O Dr. Sérgio Felipe de Oliveira (R C de Espiritismo, número 18}, escrevendo sobre transplante, um dos assuntos tratados no auge da evolução das técnicas cirúrgicas, trás os seus pareceres para que entendamos do que se trata.

O perispírito, entidade colocada por Allan Kardec por ocasião da codificação da doutrina dos Espíritos, é definido como sendo o corpo do espírito, feita de substância etérea, condensação do fluido cósmico universal, ingrediente básico da estrutura da matéria.

Não se delimita a transição do corpo de carne para o perispírito, pois são ambos, na verdade, uma condensação do fluido cósmico, sendo em maior grau, no caso do corpo biológico, ou menor, no caso do corpo espiritual. A gradação entre eles é sutil, sem limites preciosos. Tal questão mostra o quanto as desavenças do espírito, que ficam registradas no perispírito, imediatamente se refletem no corpo biológico, gerando as chamadas  doenças psicossomáticas.

Assim sendo, sabendo que o espírito vai transferir sua individualidade única, retratando-a no corpo biológico e no perispírito, o transplante de órgãos, por mais necessário que seja, provocaria alterações metabólicas como nos perispirituais, com repercussões em cadeia para o espírito. No entanto, temos que ressaltar que tais repercussões metabólicas são contingências da necessidade inevitável do transplante do órgão.

Essas mesmas alterações, em graus diferentes, ocorrem sempre que corpos ou elementos estranhos ao nosso organismo são incorporados por ele. Existem condições que simulariam transplantes de órgãos ou tecidos, como a gravidez (onde células estranhas ao organismo materno são transportados para o útero), a ingestão de alimentos (órgãos vegetais ou animais são transplantados para o estômago e absorvidos pela circulação sanguínea), a transfusão de sangue (transplante de tecido vital) e o passe magnético (transplante de energias vitais do médium ou da espiritualidade para o receptor. Desta maneira, já convivemos rotineiramente com transplantes de órgãos ou tecidos, sem que nos afetemos com isso.
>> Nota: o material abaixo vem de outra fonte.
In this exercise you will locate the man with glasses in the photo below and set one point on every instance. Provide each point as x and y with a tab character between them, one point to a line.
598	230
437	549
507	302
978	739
Muito pelo contrário, quando existe boa intenção, amor, afeição, fraternidade etc, todas essas condições têm apenas beneficiado o homem em sua escalada evolutiva.
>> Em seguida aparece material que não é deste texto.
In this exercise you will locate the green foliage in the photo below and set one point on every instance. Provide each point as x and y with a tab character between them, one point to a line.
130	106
Os espíritas preocupam-se muito com as repercussões perispirituais dos transportes de órgãos, como por exemplos a amplificação  dos transplantes de coração, rins, fígado, córnea, medula óssea, entre outros e sua popularização  pelos diversos meios de comunicação. A transfusão sanguínea, que também é um transplante de tecidos, no entanto, não tem motivado a aversão dos espíritas.

Existem os limites de biotransformação do organismo e da habilidade  ou capacidade do espírito de promovê-la. O que determina a identidade, a impressão digital da célula são conjuntos protéicos da membrana celular chamados “antígenos de histocompatibilidade”. Eles se diferenciam de pessoa para pessoa e são responsáveis pela manutenção da individualidade do organismo, rejeitando as células que não possuem os mesmos antígenos.

Temos que utilizar medicamentos que reprimam a rejeição imunitária do receptor, bloqueando a não aceitação dos antígenos celulares do órgão doador. Com a ajuda dos medicamentos de um lado e, do outro, do influxo mental positivo do receptor, teremos uma dupla ação sobre o perispírito, obrigando-o à adaptação.

Esclarece o Dr. Sérgio que o Centro Espírita é um excelente lugar para alojar grupos de estímulo e apoio à doação de órgãos, Os espíritas têm o dever de oferecer esta contribuição  à sociedade. Aí está uma excelente tarefa.

Doar órgãos para transplantes é um ato de amor derradeiro do doador e de sua família.